Apathy Jack writes:
From Hell by Alan Moore and Eddie CampbellYou may remember the movie version of this Jack the Ripper tale, where Johnny Depp played psychic detective Abberline in a racing whodunit, leading to the big revelation at the end.
Well, the prologue for the graphic novel establishes firmly that all psychics are hoaxers, and by chapter three (of sixteen) we are told who the Ripper is, and we spend much of the rest of the story following him as he dispenses his murderous task.
Paraphrasing a comment Moore once made concerning this movie, he said he was pleased: thousands of movies are made every year that aren’t based on his work, and he never sees a cent, however; the producers of the Depp film made a movie that wasn’t based on his work, but wrote him a huge check...
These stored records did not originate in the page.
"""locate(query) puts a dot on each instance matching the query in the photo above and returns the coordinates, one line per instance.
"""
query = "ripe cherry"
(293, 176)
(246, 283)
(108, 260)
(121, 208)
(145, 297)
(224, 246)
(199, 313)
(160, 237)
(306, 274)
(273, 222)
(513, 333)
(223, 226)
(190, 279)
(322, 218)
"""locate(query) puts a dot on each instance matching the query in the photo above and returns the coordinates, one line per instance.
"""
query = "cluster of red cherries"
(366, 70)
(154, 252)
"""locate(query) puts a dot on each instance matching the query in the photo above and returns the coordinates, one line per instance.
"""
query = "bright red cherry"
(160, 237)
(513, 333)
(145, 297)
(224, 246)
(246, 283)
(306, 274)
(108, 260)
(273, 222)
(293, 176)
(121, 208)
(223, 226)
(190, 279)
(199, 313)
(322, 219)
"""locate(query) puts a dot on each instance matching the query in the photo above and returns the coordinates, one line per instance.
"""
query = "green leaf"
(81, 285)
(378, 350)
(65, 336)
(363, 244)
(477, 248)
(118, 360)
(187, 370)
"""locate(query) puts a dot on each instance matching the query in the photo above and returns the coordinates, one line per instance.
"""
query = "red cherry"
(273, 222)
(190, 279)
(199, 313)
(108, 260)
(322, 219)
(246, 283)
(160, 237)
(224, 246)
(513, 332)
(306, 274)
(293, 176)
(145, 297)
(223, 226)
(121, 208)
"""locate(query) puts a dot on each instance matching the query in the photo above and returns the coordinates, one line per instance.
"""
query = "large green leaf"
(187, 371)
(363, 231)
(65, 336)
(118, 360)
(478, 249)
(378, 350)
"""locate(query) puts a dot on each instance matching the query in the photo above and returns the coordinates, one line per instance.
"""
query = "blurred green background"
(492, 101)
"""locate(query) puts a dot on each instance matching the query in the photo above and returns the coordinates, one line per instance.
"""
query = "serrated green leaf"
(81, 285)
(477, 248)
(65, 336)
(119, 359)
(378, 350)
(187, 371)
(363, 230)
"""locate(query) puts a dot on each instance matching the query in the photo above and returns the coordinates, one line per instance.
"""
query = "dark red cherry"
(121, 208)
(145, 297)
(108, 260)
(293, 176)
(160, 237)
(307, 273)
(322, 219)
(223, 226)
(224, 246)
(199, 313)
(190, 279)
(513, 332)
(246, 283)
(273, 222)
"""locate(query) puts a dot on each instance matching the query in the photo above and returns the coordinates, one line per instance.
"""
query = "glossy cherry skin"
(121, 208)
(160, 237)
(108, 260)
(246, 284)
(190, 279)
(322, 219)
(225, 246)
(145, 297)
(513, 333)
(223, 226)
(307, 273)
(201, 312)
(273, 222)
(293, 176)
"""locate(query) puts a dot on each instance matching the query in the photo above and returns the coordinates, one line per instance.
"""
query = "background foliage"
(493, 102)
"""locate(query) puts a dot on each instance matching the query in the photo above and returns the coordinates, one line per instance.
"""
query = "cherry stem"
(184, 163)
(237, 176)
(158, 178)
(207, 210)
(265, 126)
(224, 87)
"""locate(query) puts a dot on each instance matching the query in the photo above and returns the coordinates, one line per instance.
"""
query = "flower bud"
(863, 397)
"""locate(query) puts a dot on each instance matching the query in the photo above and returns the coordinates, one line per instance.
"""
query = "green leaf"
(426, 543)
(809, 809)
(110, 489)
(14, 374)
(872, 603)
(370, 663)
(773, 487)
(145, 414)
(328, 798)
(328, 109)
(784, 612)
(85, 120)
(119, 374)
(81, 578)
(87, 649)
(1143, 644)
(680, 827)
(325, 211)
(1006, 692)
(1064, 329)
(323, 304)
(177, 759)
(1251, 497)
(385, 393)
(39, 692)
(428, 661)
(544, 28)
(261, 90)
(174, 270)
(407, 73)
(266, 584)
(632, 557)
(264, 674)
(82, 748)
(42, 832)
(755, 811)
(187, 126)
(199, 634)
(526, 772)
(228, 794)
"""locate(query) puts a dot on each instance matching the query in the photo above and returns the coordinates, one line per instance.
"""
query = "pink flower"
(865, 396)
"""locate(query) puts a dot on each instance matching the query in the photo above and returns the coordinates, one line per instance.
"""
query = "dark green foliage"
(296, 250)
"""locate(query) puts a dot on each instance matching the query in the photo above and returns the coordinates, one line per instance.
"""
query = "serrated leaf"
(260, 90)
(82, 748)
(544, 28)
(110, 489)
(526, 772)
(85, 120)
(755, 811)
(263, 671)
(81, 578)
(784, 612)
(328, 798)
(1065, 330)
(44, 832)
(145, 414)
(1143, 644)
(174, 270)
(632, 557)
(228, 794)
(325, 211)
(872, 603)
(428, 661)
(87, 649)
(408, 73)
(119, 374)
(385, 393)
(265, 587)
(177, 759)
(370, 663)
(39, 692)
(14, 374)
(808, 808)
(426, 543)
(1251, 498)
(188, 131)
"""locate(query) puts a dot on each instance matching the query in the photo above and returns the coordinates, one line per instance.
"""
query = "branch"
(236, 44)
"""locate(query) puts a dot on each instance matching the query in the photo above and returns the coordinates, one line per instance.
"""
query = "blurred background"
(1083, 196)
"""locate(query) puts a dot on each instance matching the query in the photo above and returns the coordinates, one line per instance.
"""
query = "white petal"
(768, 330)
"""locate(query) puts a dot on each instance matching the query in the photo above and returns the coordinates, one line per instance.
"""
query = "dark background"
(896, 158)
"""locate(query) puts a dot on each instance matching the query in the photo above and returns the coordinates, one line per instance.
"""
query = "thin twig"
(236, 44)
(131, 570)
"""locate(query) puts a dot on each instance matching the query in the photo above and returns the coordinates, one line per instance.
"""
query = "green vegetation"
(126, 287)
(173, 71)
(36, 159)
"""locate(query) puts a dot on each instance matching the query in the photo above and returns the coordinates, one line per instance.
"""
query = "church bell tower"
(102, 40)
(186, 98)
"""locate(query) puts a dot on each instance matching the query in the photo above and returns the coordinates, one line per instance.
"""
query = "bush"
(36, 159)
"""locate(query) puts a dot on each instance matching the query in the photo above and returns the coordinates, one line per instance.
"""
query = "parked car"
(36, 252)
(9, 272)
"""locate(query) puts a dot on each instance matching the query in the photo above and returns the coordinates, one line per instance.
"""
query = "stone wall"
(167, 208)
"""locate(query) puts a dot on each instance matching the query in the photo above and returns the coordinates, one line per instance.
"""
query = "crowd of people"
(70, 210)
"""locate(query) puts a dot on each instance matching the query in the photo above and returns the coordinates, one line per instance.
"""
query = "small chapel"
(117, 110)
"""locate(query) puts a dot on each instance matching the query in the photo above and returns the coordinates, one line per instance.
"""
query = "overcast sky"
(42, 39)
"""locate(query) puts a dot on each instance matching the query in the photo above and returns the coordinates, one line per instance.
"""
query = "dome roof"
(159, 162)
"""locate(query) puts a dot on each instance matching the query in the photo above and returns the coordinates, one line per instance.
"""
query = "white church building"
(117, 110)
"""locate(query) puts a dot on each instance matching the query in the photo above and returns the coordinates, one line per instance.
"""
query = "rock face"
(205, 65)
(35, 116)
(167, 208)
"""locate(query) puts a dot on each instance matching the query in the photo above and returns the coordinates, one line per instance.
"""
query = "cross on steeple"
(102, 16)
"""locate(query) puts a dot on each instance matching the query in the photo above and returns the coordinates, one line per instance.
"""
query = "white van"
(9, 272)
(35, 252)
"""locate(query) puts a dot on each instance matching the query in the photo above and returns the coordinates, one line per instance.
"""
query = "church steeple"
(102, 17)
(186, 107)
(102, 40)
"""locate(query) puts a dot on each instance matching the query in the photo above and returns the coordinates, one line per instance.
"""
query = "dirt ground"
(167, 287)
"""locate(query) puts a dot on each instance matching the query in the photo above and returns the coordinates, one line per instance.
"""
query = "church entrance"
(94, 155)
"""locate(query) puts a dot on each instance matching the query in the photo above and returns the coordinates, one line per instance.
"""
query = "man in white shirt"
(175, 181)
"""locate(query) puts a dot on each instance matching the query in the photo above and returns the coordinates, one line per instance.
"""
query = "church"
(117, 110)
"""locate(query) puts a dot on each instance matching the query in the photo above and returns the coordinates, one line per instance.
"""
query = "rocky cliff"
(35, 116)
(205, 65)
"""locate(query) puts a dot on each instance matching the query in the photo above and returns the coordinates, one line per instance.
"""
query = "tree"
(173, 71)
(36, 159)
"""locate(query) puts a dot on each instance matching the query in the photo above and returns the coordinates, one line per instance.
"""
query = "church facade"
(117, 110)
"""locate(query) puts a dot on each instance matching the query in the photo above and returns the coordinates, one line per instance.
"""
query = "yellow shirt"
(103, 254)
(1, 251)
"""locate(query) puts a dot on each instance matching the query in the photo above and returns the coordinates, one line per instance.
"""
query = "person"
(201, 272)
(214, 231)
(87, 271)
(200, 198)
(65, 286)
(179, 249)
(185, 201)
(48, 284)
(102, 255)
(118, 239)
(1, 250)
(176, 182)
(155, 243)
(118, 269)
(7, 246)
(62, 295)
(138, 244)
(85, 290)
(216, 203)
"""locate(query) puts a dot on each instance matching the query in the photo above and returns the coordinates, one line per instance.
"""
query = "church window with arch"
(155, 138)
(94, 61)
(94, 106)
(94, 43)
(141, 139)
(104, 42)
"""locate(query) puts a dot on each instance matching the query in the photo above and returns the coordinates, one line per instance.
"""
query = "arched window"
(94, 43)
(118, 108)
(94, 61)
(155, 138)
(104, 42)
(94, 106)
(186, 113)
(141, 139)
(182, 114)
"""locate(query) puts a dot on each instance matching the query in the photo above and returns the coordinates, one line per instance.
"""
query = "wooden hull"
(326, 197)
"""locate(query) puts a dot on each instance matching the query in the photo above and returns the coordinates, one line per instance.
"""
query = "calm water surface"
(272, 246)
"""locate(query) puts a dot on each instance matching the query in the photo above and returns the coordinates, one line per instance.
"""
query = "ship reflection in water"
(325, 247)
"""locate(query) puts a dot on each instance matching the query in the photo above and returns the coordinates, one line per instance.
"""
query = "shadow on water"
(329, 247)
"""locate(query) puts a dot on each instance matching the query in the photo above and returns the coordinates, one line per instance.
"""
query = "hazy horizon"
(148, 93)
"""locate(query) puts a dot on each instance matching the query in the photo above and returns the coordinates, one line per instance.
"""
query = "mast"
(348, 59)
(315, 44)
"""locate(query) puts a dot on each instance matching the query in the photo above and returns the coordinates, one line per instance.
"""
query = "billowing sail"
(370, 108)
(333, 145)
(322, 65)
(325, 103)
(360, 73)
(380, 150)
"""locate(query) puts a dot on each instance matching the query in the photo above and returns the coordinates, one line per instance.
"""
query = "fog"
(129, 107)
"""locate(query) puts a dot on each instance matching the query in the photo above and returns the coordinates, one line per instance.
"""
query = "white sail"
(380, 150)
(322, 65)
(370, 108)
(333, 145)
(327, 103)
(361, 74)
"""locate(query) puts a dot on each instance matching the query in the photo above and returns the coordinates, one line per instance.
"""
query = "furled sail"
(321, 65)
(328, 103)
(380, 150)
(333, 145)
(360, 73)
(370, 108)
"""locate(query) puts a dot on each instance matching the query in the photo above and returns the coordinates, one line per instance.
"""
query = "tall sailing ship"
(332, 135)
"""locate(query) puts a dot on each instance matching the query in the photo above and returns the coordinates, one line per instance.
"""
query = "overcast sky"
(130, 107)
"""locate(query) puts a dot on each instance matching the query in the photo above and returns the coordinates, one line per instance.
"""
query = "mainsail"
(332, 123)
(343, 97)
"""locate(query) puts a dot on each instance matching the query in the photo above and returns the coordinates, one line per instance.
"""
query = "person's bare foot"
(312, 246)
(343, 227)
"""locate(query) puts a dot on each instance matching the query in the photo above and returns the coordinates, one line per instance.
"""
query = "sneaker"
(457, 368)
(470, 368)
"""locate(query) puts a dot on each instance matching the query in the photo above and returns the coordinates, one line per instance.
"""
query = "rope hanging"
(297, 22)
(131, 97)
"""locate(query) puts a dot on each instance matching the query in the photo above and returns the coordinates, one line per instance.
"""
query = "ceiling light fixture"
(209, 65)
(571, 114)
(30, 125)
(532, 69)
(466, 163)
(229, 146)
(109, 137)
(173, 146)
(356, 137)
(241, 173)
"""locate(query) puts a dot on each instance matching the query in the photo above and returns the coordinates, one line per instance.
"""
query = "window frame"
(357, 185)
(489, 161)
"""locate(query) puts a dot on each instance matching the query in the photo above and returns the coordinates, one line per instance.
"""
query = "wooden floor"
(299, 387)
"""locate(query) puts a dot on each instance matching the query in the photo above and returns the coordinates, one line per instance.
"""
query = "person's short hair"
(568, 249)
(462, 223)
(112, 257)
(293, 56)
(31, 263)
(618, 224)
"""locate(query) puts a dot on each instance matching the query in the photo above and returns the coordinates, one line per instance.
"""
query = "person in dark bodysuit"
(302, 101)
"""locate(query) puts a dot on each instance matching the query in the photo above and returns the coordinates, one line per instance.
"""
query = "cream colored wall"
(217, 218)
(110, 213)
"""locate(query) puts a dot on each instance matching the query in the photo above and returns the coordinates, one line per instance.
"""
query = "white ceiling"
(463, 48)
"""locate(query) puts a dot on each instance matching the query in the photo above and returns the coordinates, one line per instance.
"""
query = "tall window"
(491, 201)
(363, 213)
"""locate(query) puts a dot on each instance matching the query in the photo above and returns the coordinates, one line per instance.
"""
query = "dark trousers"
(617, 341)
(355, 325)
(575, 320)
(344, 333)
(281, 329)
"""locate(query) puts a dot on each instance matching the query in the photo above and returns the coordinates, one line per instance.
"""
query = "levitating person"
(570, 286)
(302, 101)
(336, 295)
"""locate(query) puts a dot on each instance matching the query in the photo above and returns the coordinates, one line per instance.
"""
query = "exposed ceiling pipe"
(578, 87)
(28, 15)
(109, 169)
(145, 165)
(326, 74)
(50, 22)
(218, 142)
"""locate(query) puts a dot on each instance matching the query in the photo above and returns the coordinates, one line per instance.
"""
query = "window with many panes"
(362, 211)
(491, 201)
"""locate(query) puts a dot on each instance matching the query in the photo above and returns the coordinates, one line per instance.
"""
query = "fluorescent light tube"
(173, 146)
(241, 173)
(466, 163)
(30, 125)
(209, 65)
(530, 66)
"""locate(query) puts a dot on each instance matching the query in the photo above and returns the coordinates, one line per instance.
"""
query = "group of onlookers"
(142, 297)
Warren Ellis once said this of From Hell (wherein; for all you fans of modern sci-fi, he references the old Battlestar Galactica):
When you talk about movies, there’s always that which bookstores live by; the book is almost always better than the movie. You could have no better case in point than FROM HELL, Alan Moore’s best graphic novel to date, brilliantly illustrated by Eddie Campbell. It’s hard to describe just how much better the book is. It’s like, “If the movie was an episode of ‘Battlestar Galactica’ with a guest appearance by the Smurfs and everyone spoke Dutch, the graphic novel is ‘Citizen Kane’ with added sex scenes and music by your favourite ten bands and everyone in the world you ever hated dies at the end.” That’s how much better it is.
This six-hundred-odd page beast of a thing is exhaustively researched – there is a forty-two page appendix explaining story and art references - and it weaves together Masonic conspiracy theories, British history, and compelling pieces of Ripper-lore to build a complex and remarkably compelling read.